Cumhurbaşkanı Recep Tayyip Erdoğan, Gezi davasında mahkûmiyet kararlarının verildiği gün iftarda yüksek yargı mensuplarıyla bir araya geldi. Erdoğan, burada yaptığı açıklamada, “Yargıda Cumhuriyet tarihinin en büyük reformlarını yaptık. Adalet sisteminin kalitesinde iyileşmeler oldu. Yargıya güven giderek yükseliyor” dedi.
“Adalet hangi ırk, inanç, renk, coğrafyadan olursa olsun tüm insanlığın ortak arayışı, ortak talebi ve ortak değeridir” diyen Erdoğan, “İnsanın şahsi hayatında her şeyin başı nasıl sağlıksa devlet ve toplum hayatında her şeyin başı adalettir. Devlet, hukuk, siyaset, iktisat, toplum arasındaki zincirleme ilişkinin ilk ve son halkası adalettir. Adaletin olmadığı yerde huzur, birlik, kalkınma, ilerleme, refah olmaz” diye konuştu.

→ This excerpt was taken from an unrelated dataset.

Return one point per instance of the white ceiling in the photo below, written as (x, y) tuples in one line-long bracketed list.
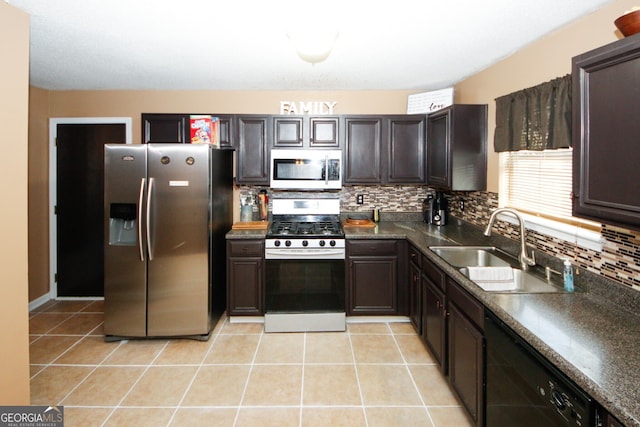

Adaletle ilgili temel sorunlarını çözme kabiliyetini yitiren toplumların birçok can yakıcı krizle boğuşmak zorunda kaldığını belirten Erdoğan, “Türkiye son 20 yılda demokrasi ve kalkınma atılımları sayesinde kendini bu ateş çemberinin dışında tutmayı başarmıştır. Milletimize verdiğimiz ülkeyi eğitim, sağlık, adalet ve güvenlik üzerinde yükseltme sözümüze daima sadık kaldık. Atalarımıza rehberlik eden adalet dairesi 2002’den beri bizim de devlet ve siyaset tasavvurumuza istikamet çizdi.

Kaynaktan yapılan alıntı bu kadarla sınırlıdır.